Music: Graylight Campfire this Wednesday, Dec. 12, at 8 PM

Graylight Campfire plays the Best Video Performance Space this Wednesday, Dec. 12. (The Happy Ending show originally scheduled for this day will take place the next night, Dec. 13.) The music starts promptly at 8 PM. The cover charge for this show is $5.

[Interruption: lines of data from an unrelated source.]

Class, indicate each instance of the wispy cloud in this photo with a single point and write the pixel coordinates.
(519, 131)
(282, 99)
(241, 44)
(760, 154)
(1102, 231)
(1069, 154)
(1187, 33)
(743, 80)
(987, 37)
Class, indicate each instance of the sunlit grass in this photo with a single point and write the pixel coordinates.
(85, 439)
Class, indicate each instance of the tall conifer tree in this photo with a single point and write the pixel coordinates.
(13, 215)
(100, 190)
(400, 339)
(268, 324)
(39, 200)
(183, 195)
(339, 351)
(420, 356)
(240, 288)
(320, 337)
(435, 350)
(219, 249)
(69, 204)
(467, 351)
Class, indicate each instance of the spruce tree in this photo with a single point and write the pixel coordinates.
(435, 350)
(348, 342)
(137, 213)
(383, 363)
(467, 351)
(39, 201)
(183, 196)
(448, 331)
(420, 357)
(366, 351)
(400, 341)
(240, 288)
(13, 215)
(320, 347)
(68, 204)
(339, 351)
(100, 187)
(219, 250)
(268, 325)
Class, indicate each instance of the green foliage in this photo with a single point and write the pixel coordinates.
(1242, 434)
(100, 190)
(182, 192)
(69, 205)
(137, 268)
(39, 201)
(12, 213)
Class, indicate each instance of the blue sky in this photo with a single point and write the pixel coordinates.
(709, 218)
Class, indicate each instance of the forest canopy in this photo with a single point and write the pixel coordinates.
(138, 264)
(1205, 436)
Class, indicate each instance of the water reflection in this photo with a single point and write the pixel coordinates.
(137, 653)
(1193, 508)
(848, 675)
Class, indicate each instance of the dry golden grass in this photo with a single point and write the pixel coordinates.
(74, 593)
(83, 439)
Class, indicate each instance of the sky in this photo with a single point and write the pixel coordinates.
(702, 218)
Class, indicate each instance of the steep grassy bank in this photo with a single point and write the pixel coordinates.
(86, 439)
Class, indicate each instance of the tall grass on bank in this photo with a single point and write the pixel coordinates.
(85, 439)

Graylight Campfire’s debut CD “All Are Welcome…Some May Stay” is the sound of a dream being dreamt in a moving car. The rhythm of the road intrudes and coaxes us, produces pretty views of the sun going down over the dirty Sound and of the new century’s American landscape; of the highway more traveled and the hundred years of popular music that beams in from long gone radio stations, where Lester Flatt and Jimi Hendrix sound natural playing aside each other, where The Grand Ole Opry goes electric and distorts into the sound of factories closing and money tight, where a voice howls back to the history of howling, of wolves and Wolf.  Where Harry Smith-gone-psychedelic frames songs about loss and songs about hope and songs about whiskey and smoke and relationships that save your life and lay waste to you.

Graylight Campfire’s “All Are Welcome…” is a blues record in weight, a country record in accent and an Appalachian folk tale in longing. It’s a Rock And Roll record.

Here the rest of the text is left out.